Tarihi 11 Şubat 2019

Genel seçim havasına mı giriyoruz?

Başını CHP'nin çektiği, İYİ Parti'nin resmen, HDP ve Saadet'in de örtük şekilde desteklediği ittifak; Cumhur İttifakı'nı seçimleri mecrasından kaydırmakla itham ediyor.
Yerel seçime gittiğimizi ancak AK Parti ve MHP'nin beka meselesini gündeme getirerek sanki bir genel seçime gidiyoruz havası oluşturmak istediğini söylüyorlar. Seçime giderken şehirlerin sorunları, belediyecilik, yerel hizmetler konuşulmuyormuş, AK Parti ve MHP ısrarla genel seçim havası oluşturmaya çalışıyormuş.
Öncelikle bu itiraz örtük bir yenilgi itirafını barındırıyor.

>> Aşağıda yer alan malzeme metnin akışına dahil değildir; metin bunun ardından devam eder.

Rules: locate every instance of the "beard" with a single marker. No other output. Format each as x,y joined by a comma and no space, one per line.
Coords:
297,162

Muhalefet Türkiye'de bir ekonomik kriz olduğunu, dış politikamızın iflas ettiğini, rejimin otoriterleştiğini iddia ediyor. Eğer tablo muhalefetin çizdiği gibi bu kadar karanlıksa genel seçim havasına girilmesinden neden rahatsız oluyorlar? Muhalefetin iddiaları doğru, Türkiye kötü yönetiliyor ve seçmen durumdan şikayetçi olsa, emin olun muhalefet genel seçim havasına girmekten şikayetçi olmazdı.

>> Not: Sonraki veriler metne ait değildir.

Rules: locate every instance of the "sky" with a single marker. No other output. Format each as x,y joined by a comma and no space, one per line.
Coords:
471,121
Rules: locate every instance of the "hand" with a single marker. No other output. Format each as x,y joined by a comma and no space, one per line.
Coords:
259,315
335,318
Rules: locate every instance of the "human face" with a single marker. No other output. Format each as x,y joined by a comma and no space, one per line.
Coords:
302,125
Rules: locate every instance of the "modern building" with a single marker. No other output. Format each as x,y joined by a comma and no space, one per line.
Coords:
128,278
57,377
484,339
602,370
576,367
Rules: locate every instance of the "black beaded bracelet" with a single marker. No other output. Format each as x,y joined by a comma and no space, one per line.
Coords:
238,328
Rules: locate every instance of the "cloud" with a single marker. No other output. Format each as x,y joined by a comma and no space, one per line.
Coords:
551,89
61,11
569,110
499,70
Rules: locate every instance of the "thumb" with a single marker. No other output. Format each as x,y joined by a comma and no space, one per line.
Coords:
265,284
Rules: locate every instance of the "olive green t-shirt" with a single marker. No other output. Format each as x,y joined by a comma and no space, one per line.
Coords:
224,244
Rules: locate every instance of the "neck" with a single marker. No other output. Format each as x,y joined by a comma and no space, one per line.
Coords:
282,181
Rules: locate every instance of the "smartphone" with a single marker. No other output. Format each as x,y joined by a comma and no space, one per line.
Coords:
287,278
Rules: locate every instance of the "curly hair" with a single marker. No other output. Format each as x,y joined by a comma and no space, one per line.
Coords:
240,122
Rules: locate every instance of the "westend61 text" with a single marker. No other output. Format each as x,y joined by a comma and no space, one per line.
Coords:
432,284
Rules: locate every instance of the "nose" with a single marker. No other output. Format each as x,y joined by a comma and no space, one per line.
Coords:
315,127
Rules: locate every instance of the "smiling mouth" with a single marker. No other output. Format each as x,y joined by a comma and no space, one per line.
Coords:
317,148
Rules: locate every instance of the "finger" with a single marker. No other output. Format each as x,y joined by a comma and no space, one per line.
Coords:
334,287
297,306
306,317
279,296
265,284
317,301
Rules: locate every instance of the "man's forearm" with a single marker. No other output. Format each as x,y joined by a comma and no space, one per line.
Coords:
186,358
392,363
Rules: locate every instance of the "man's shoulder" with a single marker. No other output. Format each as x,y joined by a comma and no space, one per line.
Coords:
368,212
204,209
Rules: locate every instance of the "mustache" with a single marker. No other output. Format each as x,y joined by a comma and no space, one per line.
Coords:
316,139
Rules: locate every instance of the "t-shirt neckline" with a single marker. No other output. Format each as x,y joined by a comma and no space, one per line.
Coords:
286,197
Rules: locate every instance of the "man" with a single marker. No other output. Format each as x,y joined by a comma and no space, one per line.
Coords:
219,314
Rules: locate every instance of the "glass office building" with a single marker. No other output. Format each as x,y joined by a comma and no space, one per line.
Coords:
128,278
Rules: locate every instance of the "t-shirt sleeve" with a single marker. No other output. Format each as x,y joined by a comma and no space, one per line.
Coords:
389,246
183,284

Ama rahatsızlar çünkü Türkiye'nin ne kadar kötüye gittiğine dair anlattıkları korku senaryosunun seçmen nezdinde hiçbir karşılığı olmadığını bal gibi biliyorlar.

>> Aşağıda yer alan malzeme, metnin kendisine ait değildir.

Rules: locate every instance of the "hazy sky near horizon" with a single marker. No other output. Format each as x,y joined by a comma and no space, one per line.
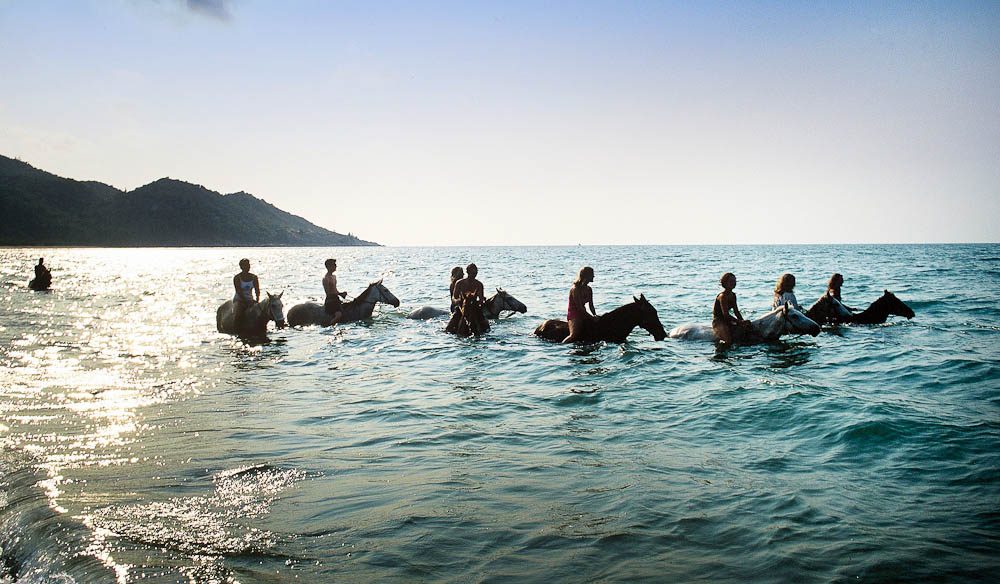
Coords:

Dahası var; yerel sorunların konuşulmadığını iddia eden CHP ve yandaşları, henüz bir tane bile yerel proje açıklamış değil.
Örneğin; CHP ve yandaşlarının İstanbul adayı Ekrem İmamoğlu'nu ele alalım. Tipik CHP'li profilinden uzaklaşmaya çalışıyor İmamoğlu. Halkla iç içe bir imaj çizmeye çalışıyor. Seçim kampanyası diğer CHP'li adaylara göre daha hareketli. Ancak henüz İmamoğlu'ndan bir yerel proje duyamadık. Her sorunu çözeceğini vaad ediyor ancak nasıl çözeceğini anlatamıyor.
İstanbul böyle de Ankara farklı mı?
Mansur Yavaş parasızlık nedeniyle okula gidemeyen öğrencileri okula göndereceğini söyledi. Kelimenin tam anlamı ile 90'lardan, eski Türkiye'den kalma bir vaat. Türkiye'de zorunlu eğitimin 12 yıla çıktığından, devletin okul kitaplarını ücretsiz dağıttığından, dar gelirlilere yapılan sosyal yardımlardan haberi yok.
Adayların hali böyle, peki ya CHP'nin merkezi söylemi nasıl?
Pazar günü Kılıçdaroğlu yerel seçim bildirgesini açıkladı. Bildiri altı doldurulmamış, ayakları yere basmayan temennilerle dolu.
Bildirgeye göre CHP seçmene mutlu, sanata saygılı, doğa dostu, nefes alan kentler vaad ediyor. Tabii ki 'bunları nasıl yapacaksınız?' sorusunun cevabı verilmemiş. Ben de elimde bir sihirli değnek olsa dünyadaki bütün savaşları bitirmek istiyorum ama maalesef sihirli değneğim yok. CHP'nin de sihirli değneği olmadığına göre bunların hepsini nasıl hayata geçireceğini seçmene anlatmak durumunda.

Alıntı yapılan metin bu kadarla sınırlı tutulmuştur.